Hydrogen itself is responsible for 57% of the total plant cost, despite the low-capacity factor of the FCs. But it is important to improve the system reliability and flexibility.
The installation cost of wind and solar PV plants represent 30% of the total system cost. And, they are responsible for 91.2% of the total energy share. On the other hand, the energy storage system cost represents 70% of the total system cost and produces only 8.8% of the total energy share. A substantial initial cost is one of the obstacles preventing the wide adoption of such systems. However, as technology advances and economies of scale take hold, storage costs will continue to decline, gradually closing the gap.
3.4. Relaxing constraints
The base case model considers LPSP and curtailed energy to be zero. However, relaxing the curtailed energy parameter could reduce the LCOE while keeping the LPSP at zero. This is because an oversized renewable generation plant will reduce the required storage and, hence, increase the curtailed energy.
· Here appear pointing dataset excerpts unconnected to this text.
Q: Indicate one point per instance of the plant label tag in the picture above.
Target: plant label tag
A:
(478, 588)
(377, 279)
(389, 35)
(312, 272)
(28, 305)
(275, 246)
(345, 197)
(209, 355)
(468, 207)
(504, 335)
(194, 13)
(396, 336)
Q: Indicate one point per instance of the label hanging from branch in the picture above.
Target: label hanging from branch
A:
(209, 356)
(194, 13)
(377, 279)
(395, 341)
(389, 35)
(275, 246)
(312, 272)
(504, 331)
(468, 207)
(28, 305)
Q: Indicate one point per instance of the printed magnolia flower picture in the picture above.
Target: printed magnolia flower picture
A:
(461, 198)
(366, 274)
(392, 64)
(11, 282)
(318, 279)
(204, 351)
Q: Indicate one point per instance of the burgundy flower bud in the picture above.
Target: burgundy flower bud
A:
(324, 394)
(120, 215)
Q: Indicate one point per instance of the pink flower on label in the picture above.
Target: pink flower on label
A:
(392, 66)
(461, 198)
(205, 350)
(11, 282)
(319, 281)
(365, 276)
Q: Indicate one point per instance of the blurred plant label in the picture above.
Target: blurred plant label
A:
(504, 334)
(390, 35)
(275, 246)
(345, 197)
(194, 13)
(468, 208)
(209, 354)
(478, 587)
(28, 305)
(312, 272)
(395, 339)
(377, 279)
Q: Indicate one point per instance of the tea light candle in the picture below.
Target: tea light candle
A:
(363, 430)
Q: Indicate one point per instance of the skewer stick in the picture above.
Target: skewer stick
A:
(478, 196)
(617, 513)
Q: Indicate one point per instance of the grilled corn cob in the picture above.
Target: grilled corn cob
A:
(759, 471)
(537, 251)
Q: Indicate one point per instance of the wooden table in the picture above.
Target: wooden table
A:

Figure 19 shows the case of relaxing the curtailed energy constraint from 0% to 10%. It shows a reduction of 14.5% of the LCOE when the curtailed energy is 10%.
4.
Conclusions
Although the plant consists of several renewable and storage systems, including wind turbines, PV cells, a VRFB and hydrogen systems, it is possible to optimally consolidate them into one plant, which can be operated on a dispatchable mode. The plant enjoys a fast response time due to the presence of batteries. The optimum LCOE is a function of the site characteristics and load profile. Testing the model, considering Egypt's load profile at the site of Ras Ghareb in the Gulf of Suez in Egypt, the LCOE is projected to be (USD) 9.3 ¢/kWh at zero LPSP. Although this cost may not achieve grid parity, it can be economical if the international gas prices and greenhouse gas emission abatement costs are considered. Furthermore, this cost is less than an equivalent concentrated solar power plant with thermal storage. Relaxing the constraint of curtailed energy while keep the LPSP at zero can have an obvious impact on the cost of the generated electricity. The storage system is responsible for 70% of the cost of electricity. This can be reduced substantially for sites that have better coupling (i.e., negative cross-correlation between the generation of both solar and wind) and good coupling with the annual load profile (i.e., positive cross-correlation, especially for wind energy generation and the load profile).
Conflict of interest
The authors declare no conflict of interest.